Large Unilamellar Vesicles (LUVs): These can be used for incorporating both hydrophilic drugs into the internal aqueous compartment and lipophilic drugs into the lipid bilayer. Large unilamellar vesicles find wide application in drug delivery vehicles, gene transfection, and other target-oriented therapies because of their increased loading capacity and greater stability than small unilamellar vesicles ⁹.

Gaint Unilamellar Vesicles (GUVs): Giant unilamellar vesicles are liposomes that have only one phospholipid bilayer and their diameter is larger than 1 micron. They resemble biological cell membranes very much and therefore find application in the field of studying cell membrane structure, for drug delivery studies, microscopy, and transport studies ¹⁰.

Multilamellar Vesicles (MLVs): Multilamellar Vesicles (MLVs) are liposomes that consist of concentric phospholipid bilayers stacked upon each other like an onion. These liposomes contain aqueous layers sandwiched between them. MLVs are usually large (0.1–10 µm) and can enclose hydrophilic and hydrophobic drugs.

Oligolamellar Vesicles (OLVs): The oligolamellar vesicles consist of liposomes that comprise a number of concentric lamellae surrounding an aqueous core. The liposomes exhibit a medium size along with good drug loading capability and thus are successfully used in controlled delivery applications ¹¹.

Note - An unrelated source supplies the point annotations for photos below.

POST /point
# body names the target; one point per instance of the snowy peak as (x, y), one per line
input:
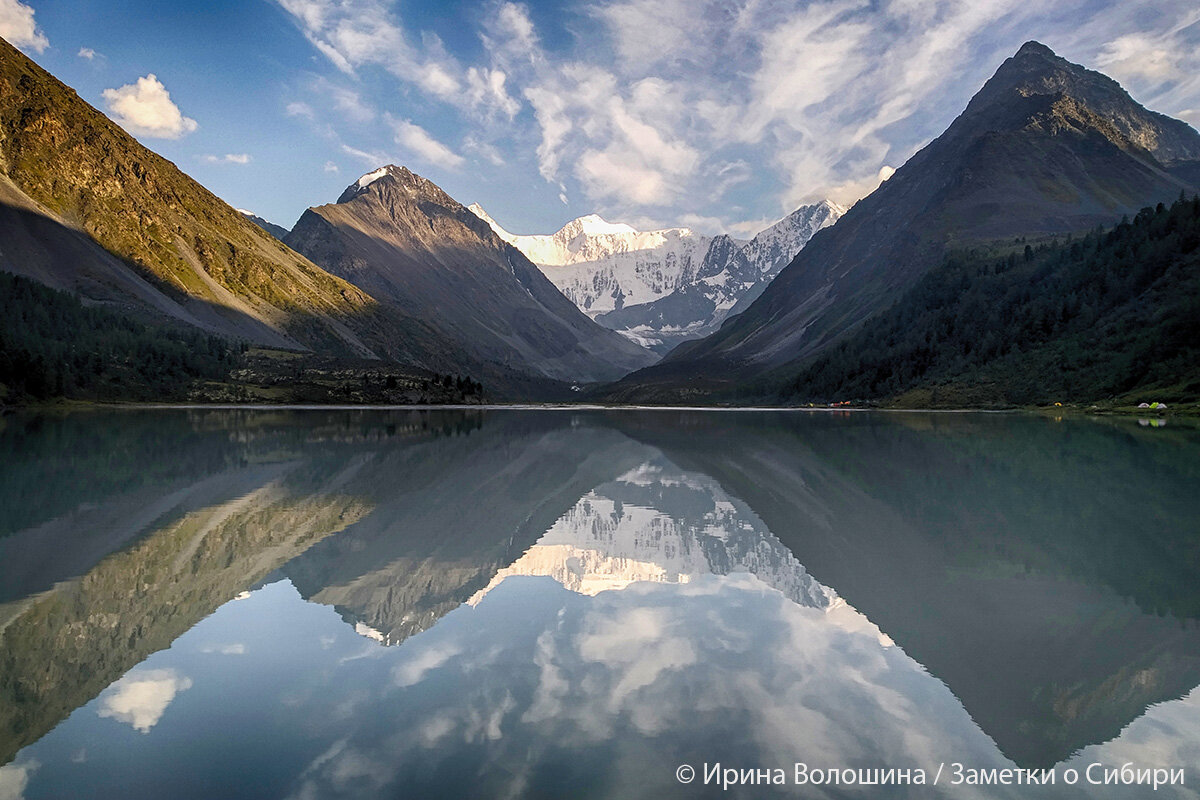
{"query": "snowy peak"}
(593, 224)
(619, 534)
(661, 287)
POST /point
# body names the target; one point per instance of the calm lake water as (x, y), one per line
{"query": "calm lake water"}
(575, 603)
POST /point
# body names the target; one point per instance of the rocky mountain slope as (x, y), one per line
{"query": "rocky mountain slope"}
(279, 232)
(400, 238)
(1044, 148)
(664, 287)
(85, 208)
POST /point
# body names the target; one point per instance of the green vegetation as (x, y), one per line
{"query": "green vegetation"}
(1110, 317)
(53, 346)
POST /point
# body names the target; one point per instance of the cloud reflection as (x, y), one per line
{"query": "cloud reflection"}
(142, 697)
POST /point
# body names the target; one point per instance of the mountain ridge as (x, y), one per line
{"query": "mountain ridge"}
(400, 238)
(1024, 158)
(160, 242)
(663, 287)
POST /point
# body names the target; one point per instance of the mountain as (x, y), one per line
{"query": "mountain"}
(1044, 148)
(279, 232)
(87, 209)
(408, 244)
(1110, 317)
(623, 533)
(664, 287)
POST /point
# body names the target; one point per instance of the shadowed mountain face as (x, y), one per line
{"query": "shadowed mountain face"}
(279, 232)
(1045, 146)
(87, 209)
(407, 242)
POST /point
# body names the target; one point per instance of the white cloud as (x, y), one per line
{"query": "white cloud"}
(301, 109)
(486, 89)
(141, 698)
(228, 158)
(349, 103)
(484, 149)
(419, 142)
(372, 158)
(366, 34)
(18, 26)
(735, 109)
(145, 108)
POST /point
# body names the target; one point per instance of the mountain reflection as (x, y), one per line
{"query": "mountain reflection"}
(591, 587)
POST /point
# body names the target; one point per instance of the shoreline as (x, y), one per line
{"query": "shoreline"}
(84, 405)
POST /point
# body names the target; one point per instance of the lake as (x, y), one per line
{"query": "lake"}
(589, 603)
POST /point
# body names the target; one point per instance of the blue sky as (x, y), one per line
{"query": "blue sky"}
(723, 115)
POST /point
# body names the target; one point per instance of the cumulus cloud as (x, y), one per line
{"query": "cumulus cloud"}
(738, 112)
(419, 142)
(18, 26)
(365, 34)
(141, 697)
(144, 108)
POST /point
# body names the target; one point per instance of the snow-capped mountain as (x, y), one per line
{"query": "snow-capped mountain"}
(663, 287)
(624, 533)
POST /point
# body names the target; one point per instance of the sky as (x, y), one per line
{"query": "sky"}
(719, 115)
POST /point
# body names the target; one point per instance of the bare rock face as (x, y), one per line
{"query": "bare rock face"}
(400, 238)
(1047, 146)
(85, 208)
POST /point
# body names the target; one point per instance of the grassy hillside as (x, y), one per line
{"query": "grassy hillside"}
(1114, 316)
(54, 347)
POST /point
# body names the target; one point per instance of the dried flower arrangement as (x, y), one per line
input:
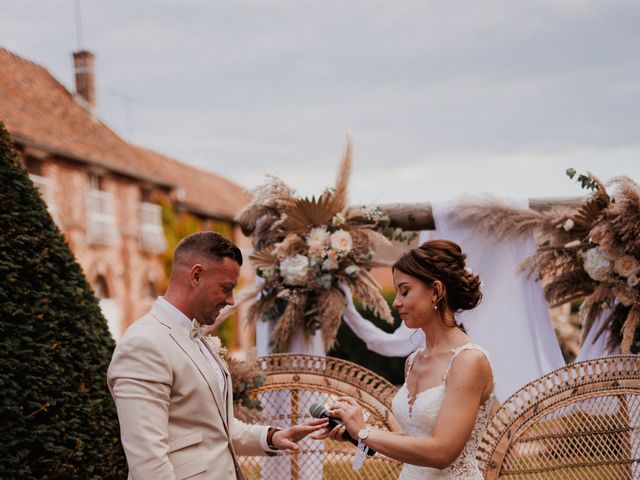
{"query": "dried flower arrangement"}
(592, 251)
(304, 249)
(245, 377)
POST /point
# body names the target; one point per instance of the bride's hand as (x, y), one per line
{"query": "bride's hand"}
(351, 414)
(334, 434)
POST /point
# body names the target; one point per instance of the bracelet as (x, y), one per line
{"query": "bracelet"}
(360, 456)
(270, 433)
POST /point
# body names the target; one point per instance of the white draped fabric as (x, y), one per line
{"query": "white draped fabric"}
(596, 348)
(512, 322)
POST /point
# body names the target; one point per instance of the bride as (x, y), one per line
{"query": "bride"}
(446, 399)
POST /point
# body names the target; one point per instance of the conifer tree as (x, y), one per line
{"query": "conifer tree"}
(57, 418)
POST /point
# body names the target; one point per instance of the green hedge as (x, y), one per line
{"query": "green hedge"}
(350, 347)
(58, 420)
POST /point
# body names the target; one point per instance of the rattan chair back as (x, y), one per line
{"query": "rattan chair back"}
(296, 381)
(578, 422)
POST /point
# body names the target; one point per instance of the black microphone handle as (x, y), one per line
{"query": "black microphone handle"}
(334, 422)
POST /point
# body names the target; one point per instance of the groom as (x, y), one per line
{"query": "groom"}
(171, 388)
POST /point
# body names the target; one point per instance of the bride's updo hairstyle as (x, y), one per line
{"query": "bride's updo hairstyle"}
(443, 260)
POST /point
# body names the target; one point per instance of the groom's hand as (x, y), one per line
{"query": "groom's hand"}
(288, 438)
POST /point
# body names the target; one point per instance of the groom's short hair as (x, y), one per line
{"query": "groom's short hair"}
(210, 244)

Multivesicular Liposomes (MVLs): Multivesicular liposomes are vesicles made of lipids that contain multiple aqueous compartments within the same outer layer. They offer sustained drug release, efficient drug loading, and have extensive applications in pharmaceutical delivery systems.

Prepration Methods:

Thin Flim Hydration Method: Film Hydration Technique: First, phospholipids and cholesterol are dissolved using organic solvent. This organic solvent is then evaporated off under vacuum pressure, resulting in the formation of a lipid film. Hydration of this lipid film leads to the formation of liposomes ¹².

Sonication Method: The sonication technique involves breaking up multilamellar vesicles into smaller, homogeneous liposomes through the use of ultrasonic vibrations. The high-frequency sound waves decrease the size of the vesicles. It is easy and quick, making it the most common technique for lab-based production of liposomes ¹³.

Reverse Phase Evaporation Method: The reverse phase evaporation technique is employed for the production of liposomes with high efficiency of aqueous entrapment. The phospholipid layer is dissolved in an organic solvent and combined with aqueous phase; subsequently, emulsification takes place followed by dehydration of the mixture to form LUVs ¹⁴.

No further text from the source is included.